Правда, переплетенная с вымыслом, хороша в литературном произведении, когда оно написано талантливой рукой. Метод художественного преображения действительности, в том числе и ставшей прошлым, то есть своеобразная мифологизация памяти в творчестве, был излюбленным методом Горького. В 1938 году на "бухаринском" процессе этот метод применили на живых людях, принудив их стать творцами собственных мифологизированных биографий - биографий убийц, шпионов и заговорщиков. Причем творцами публичными, живописующими свои злодеяния прилюдно.
Все, что мешало этой мифологизации, просто не принималось в расчет. Так, Сперанский, который был бесценным свидетелем реальной смерти Максима, даже не был допрошен судом. Зачем? Левин и Крючков и так всё на себя взяли.
Это был суд, основанный на одном-единственном доказательстве - признаниях самих подсудимых. А уж как они были получены…
Отделить правду от самооговора в показаниях Крючкова трудно. С одной стороны, гибель Максима, напротив, могла помешать "заговорщикам" против Сталина, возбудив в Горьком ненависть к "врагам" и крепче привязав его к вождю. Отчасти это и произошло.
Именно Сталину пишет Горький, едва похоронив сына, и в этом письме делает покойного Максима как бы живым помощником в их со Сталиным общем деле - развитии индустрии и оборонной мощи СССР. Конечно, Сталин не может отказать отцу, который привлекает в качестве эксперта по сварочной технике только что погибшего сына. На автографе письма стоит сталинская резолюция: "Сделано. В мой арх[ив]. И. Ст[алин]", подчеркнутая его рукой. Писем изобретателей Львова и Поспелова в архиве нет. Значит, они не легли "под сукно", а были, по крайней мере, переданы кому надо. Вот "живой" итог смерти сына.

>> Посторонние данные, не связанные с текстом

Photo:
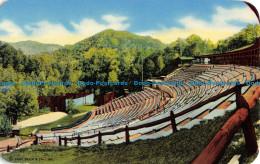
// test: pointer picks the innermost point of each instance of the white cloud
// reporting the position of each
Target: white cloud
(116, 23)
(45, 28)
(218, 28)
(48, 32)
(12, 29)
(2, 2)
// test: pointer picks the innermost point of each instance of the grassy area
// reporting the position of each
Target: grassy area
(64, 121)
(34, 115)
(181, 147)
(85, 108)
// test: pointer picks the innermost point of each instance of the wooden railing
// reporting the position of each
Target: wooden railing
(237, 119)
(216, 148)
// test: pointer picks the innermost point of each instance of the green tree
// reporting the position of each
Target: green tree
(20, 101)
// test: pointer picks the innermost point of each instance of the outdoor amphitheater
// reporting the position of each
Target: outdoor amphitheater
(139, 110)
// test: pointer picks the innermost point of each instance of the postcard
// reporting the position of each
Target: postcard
(133, 81)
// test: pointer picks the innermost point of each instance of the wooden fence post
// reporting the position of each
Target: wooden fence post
(36, 140)
(99, 138)
(65, 141)
(79, 140)
(250, 137)
(127, 140)
(59, 140)
(240, 101)
(173, 123)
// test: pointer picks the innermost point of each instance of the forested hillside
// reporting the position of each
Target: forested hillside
(108, 56)
(35, 48)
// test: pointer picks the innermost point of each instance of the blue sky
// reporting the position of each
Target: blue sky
(69, 21)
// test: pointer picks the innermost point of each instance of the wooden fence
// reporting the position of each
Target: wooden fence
(213, 152)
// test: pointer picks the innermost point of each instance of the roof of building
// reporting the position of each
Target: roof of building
(186, 58)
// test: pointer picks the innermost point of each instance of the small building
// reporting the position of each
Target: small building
(184, 60)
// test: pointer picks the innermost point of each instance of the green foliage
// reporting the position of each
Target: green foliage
(181, 147)
(20, 101)
(245, 37)
(5, 125)
(70, 106)
(44, 110)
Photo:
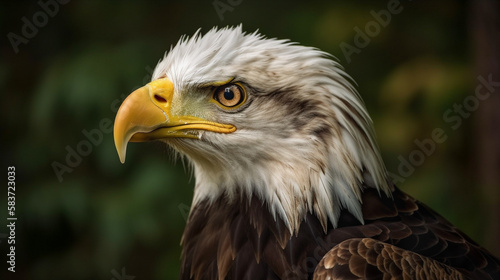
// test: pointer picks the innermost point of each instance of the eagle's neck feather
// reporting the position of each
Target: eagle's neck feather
(322, 152)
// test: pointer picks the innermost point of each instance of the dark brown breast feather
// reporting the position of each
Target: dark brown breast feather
(240, 239)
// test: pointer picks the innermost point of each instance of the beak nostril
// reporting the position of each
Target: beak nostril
(160, 99)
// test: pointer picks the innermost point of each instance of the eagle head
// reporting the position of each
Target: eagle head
(259, 117)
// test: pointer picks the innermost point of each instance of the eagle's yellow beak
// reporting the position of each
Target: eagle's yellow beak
(145, 115)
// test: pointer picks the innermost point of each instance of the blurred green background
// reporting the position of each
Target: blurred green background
(99, 219)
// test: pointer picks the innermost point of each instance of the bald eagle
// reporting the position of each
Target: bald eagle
(289, 180)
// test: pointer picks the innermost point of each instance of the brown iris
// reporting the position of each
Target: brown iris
(230, 95)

С другой стороны, есть несколько свидетельств о том, как внутренне тяжело переносил Горький потерю Максима. Его крымский шофер, сотрудник Главного управления НКВД Крыма Г. А. Пеширов (кстати, приглашенный на работу именно Максимом, который лично устраивал жизнь отца на даче в Тессели) в своих воспоминаниях рассказывает: "Похоронив сына, А. М. вернулся в Крым, на дачу в Тессели. Работал так же, как раньше, так же вставал в определенный час, завтракал и шел в свой рабочий кабинет и работал до обеда. После обеда выходил в парк, но уже не работал, а только руководил нами (обитатели дачи, включая самого Горького, своими руками расчищали дорожку к морю от колючего кустарника. - П. Б.), а сам, опираясь на палку, ходил от костра к костру и своей палкой поправлял горящие ветки. Всем было ясно, что А. М. потерю любимого сына сильно переживает, и боялись, как бы он не слег".

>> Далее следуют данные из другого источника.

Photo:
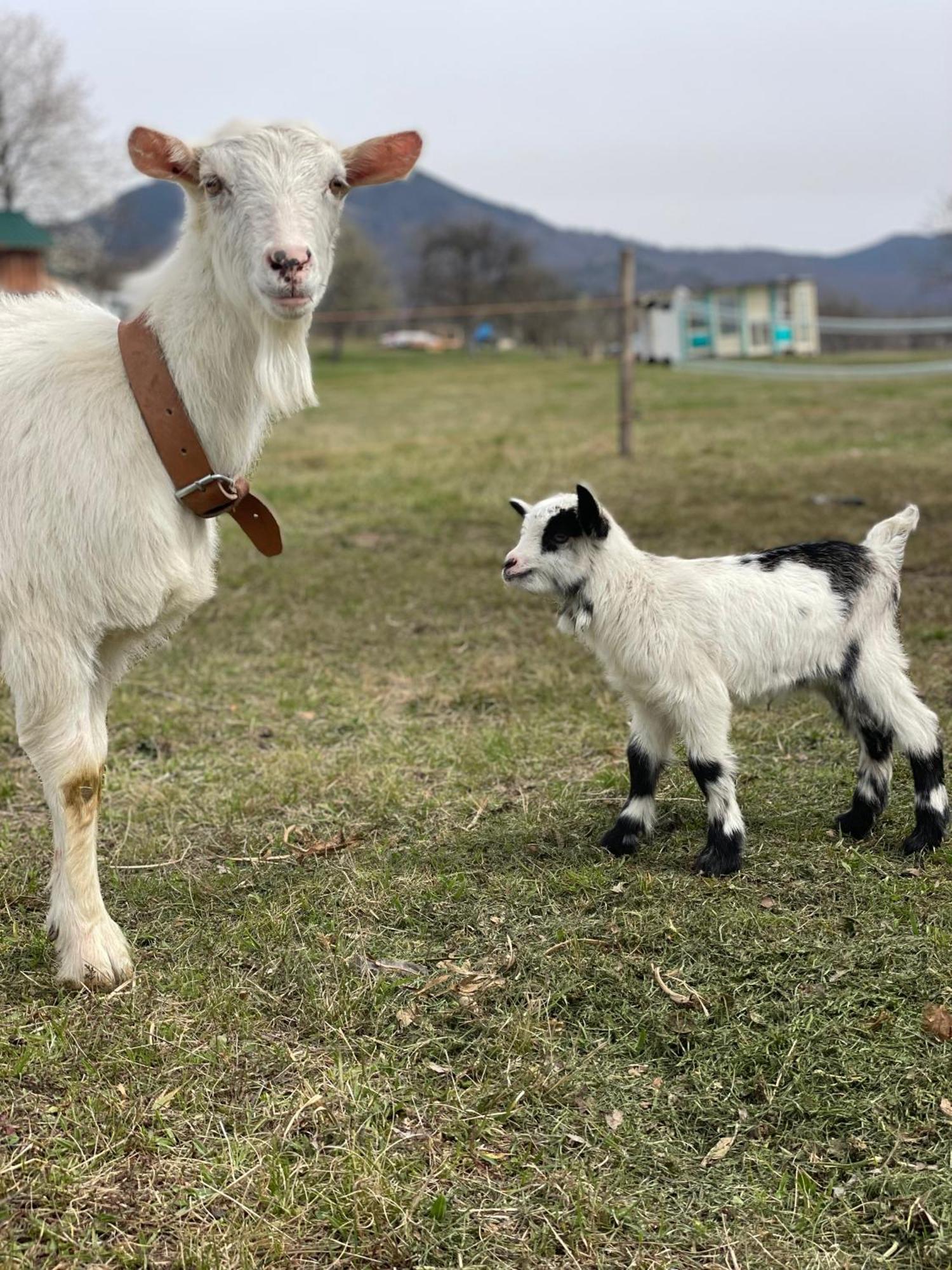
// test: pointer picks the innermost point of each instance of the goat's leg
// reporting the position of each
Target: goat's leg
(875, 769)
(649, 745)
(705, 716)
(62, 726)
(885, 694)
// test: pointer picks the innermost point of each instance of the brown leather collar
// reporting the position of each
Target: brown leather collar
(197, 486)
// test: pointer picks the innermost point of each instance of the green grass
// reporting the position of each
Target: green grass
(524, 1094)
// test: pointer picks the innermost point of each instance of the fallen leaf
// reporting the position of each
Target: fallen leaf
(878, 1020)
(720, 1150)
(680, 999)
(164, 1099)
(374, 966)
(937, 1022)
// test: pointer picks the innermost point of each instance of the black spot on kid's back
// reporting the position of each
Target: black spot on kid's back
(846, 565)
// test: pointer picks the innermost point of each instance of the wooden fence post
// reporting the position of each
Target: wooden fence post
(626, 354)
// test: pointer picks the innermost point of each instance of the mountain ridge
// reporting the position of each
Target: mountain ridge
(899, 275)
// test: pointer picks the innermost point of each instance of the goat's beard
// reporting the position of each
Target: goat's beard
(284, 368)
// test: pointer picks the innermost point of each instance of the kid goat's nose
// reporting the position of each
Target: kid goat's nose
(290, 262)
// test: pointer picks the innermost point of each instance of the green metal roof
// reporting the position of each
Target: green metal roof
(18, 234)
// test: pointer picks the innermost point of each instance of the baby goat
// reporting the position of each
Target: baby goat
(682, 639)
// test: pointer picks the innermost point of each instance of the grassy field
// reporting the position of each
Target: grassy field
(519, 1090)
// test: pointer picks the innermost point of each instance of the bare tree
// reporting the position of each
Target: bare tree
(360, 283)
(473, 264)
(50, 162)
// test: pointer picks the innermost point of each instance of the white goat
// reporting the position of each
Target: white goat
(98, 559)
(681, 639)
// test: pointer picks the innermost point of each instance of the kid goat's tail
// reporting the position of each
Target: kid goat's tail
(888, 539)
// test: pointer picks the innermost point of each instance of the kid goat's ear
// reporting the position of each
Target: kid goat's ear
(155, 154)
(383, 159)
(591, 518)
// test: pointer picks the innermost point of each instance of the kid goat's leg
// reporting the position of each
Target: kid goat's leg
(885, 688)
(705, 726)
(875, 769)
(649, 746)
(62, 726)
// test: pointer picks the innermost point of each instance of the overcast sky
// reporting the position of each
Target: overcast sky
(813, 125)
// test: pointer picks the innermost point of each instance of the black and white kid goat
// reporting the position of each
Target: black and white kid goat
(682, 639)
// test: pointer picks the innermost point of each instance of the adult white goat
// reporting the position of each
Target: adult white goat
(682, 639)
(98, 559)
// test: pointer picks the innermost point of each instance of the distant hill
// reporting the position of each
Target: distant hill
(906, 274)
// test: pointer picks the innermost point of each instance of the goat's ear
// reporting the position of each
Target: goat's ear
(383, 159)
(163, 158)
(591, 516)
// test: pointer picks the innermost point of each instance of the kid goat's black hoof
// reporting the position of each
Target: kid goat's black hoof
(722, 857)
(623, 839)
(923, 839)
(856, 824)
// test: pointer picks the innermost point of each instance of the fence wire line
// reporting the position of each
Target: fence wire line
(774, 370)
(595, 304)
(884, 326)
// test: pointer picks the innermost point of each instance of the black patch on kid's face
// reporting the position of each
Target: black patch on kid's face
(846, 565)
(562, 526)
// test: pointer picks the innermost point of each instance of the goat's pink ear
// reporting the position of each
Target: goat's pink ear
(155, 154)
(383, 159)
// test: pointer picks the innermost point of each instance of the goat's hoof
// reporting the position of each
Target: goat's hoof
(623, 839)
(855, 825)
(921, 841)
(720, 859)
(92, 956)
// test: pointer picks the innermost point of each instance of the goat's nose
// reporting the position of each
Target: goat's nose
(290, 261)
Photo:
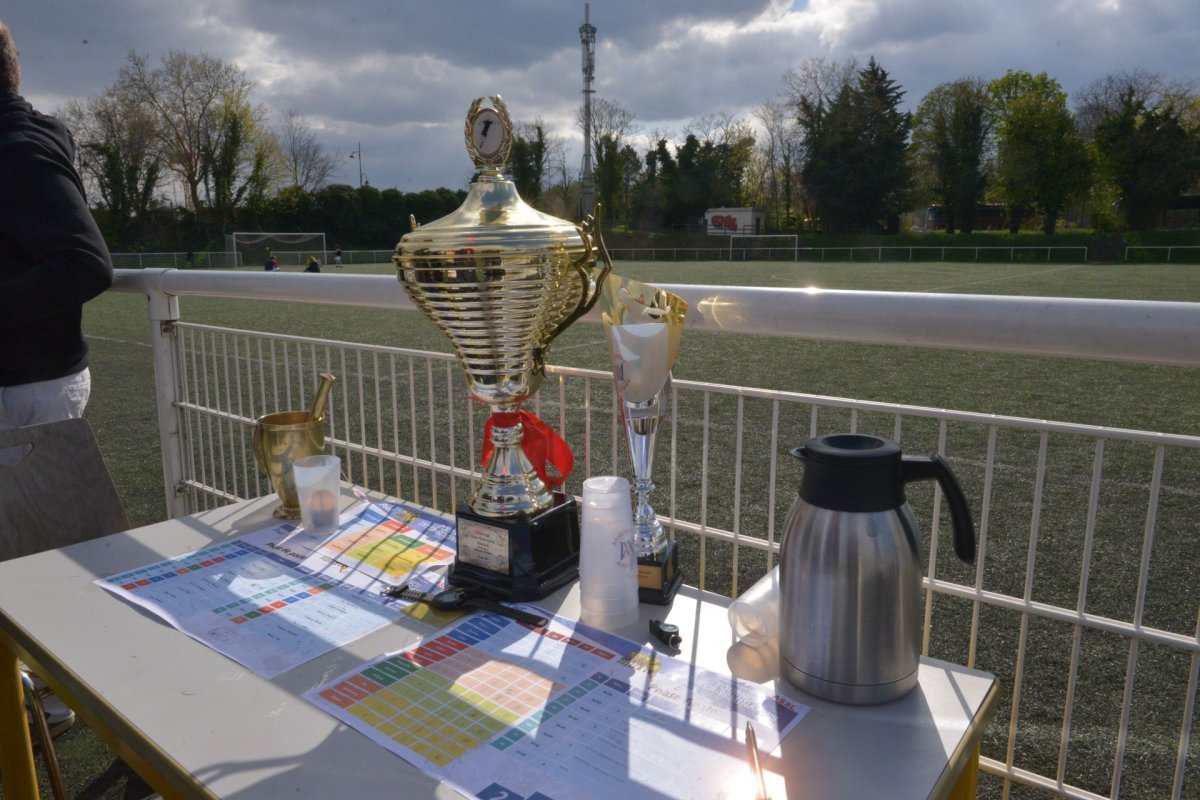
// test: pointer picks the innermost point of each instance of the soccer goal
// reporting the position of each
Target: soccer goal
(755, 248)
(289, 248)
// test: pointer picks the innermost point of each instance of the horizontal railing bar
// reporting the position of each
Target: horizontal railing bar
(1065, 791)
(307, 340)
(1095, 621)
(1111, 330)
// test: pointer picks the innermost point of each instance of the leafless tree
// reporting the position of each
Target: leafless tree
(307, 163)
(779, 157)
(1104, 96)
(817, 80)
(191, 95)
(609, 118)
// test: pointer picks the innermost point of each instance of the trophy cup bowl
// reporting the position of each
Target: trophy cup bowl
(277, 441)
(501, 280)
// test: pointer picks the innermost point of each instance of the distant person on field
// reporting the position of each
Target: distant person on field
(53, 259)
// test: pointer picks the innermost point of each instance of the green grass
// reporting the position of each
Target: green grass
(1156, 398)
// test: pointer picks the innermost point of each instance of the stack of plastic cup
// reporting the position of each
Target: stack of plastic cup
(754, 617)
(607, 555)
(317, 483)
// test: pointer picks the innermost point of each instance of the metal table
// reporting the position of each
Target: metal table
(197, 725)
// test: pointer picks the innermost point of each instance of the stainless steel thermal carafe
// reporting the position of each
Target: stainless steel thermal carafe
(851, 569)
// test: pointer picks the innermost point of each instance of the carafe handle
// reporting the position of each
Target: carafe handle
(927, 468)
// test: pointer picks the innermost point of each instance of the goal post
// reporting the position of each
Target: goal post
(289, 247)
(787, 238)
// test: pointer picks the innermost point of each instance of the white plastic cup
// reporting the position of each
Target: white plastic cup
(754, 615)
(318, 486)
(607, 554)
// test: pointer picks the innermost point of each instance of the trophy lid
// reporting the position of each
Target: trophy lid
(493, 221)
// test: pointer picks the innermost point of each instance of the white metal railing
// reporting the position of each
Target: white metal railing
(1061, 507)
(226, 259)
(875, 252)
(222, 259)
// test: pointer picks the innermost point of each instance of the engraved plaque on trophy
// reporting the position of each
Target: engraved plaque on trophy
(502, 280)
(643, 326)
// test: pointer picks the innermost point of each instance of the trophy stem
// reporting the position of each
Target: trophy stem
(648, 533)
(509, 485)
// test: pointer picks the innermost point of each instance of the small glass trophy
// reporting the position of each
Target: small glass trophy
(643, 326)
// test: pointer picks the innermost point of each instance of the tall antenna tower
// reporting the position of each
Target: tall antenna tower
(588, 41)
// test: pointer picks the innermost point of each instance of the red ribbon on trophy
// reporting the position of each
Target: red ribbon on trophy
(540, 443)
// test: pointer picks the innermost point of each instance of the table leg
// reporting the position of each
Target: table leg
(16, 746)
(967, 786)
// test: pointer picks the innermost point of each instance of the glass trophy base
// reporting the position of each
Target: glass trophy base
(659, 577)
(519, 559)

В таких же мрачных тонах описывает состояние Горького комендант его дома на Малой Никитской И. М. Кошенков. Судя по записи в дневнике от 28 мая 1934 года, Котенков все же подозревал Ягоду с Крючковым в убийстве Максима Пешкова. В дневнике рассказывается о том, как после смерти Максима Горький выходит в сад и подходит к бассейну, куда недавно пустили малька окуня:
"- Где же рыба - мальки?
Я объяснил, что всё погибло.
- Погубили, плохо, - с этими словами он ушел в столовую пить кофе". Впрочем, здесь же Кошенков объясняет и причину гибели мальков: рыба ушла в канализационную трубу, потому что кто-то сдвинул загораживающую сеть.

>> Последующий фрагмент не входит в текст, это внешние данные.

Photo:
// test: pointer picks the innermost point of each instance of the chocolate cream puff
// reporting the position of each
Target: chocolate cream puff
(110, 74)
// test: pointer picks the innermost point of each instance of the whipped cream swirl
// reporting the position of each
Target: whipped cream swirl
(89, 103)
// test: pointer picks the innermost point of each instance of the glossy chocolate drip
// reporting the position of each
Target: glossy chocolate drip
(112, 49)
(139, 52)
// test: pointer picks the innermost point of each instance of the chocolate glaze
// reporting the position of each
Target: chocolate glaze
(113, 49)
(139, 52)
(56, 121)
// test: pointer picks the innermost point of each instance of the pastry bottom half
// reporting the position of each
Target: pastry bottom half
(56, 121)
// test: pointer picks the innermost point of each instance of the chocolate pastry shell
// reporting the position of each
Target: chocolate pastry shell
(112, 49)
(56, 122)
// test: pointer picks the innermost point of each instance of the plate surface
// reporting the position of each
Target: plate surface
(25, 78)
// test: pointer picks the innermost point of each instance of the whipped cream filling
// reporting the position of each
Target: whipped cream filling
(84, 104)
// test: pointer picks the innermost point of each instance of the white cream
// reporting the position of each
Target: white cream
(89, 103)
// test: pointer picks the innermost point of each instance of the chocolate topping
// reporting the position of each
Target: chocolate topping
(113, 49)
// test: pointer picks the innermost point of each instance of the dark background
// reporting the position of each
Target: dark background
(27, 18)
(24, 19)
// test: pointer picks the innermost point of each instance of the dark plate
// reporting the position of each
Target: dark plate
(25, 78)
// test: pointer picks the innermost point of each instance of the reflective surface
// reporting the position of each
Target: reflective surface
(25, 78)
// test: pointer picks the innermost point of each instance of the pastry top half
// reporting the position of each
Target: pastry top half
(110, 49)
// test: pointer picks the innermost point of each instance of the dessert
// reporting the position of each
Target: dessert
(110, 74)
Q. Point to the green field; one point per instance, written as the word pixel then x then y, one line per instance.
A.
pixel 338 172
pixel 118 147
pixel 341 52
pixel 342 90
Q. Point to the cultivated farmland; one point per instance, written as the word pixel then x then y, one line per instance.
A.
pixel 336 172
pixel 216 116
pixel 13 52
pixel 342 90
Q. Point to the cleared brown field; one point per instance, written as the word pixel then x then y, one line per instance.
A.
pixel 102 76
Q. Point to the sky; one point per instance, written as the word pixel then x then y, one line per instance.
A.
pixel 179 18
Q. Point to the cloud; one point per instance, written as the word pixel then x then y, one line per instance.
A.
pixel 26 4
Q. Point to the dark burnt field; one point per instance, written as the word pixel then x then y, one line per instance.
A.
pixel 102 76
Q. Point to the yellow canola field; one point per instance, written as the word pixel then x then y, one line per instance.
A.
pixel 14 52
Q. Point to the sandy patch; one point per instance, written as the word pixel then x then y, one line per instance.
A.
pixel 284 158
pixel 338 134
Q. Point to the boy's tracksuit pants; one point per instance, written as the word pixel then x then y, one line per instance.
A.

Потерянность Горького видна и из таких вроде бы незначительных деталей, как дважды повторенные слова "посылаю Вам" в цитированном письме к Сталину, а также в ошибке в подписи под следующим письмом к вождю: "М. Пешков". Свои письма к Сталину он подписывал либо "А. Пешков", либо "М. Горький", а в данном случае произошло наложение подписей друг на друга. Но какое символическое! "М. Пешков" (Максим Пешков) как бы пишет Сталину рукой отца через тринадцать дней после своей смерти. Есть от чего вздрогнуть!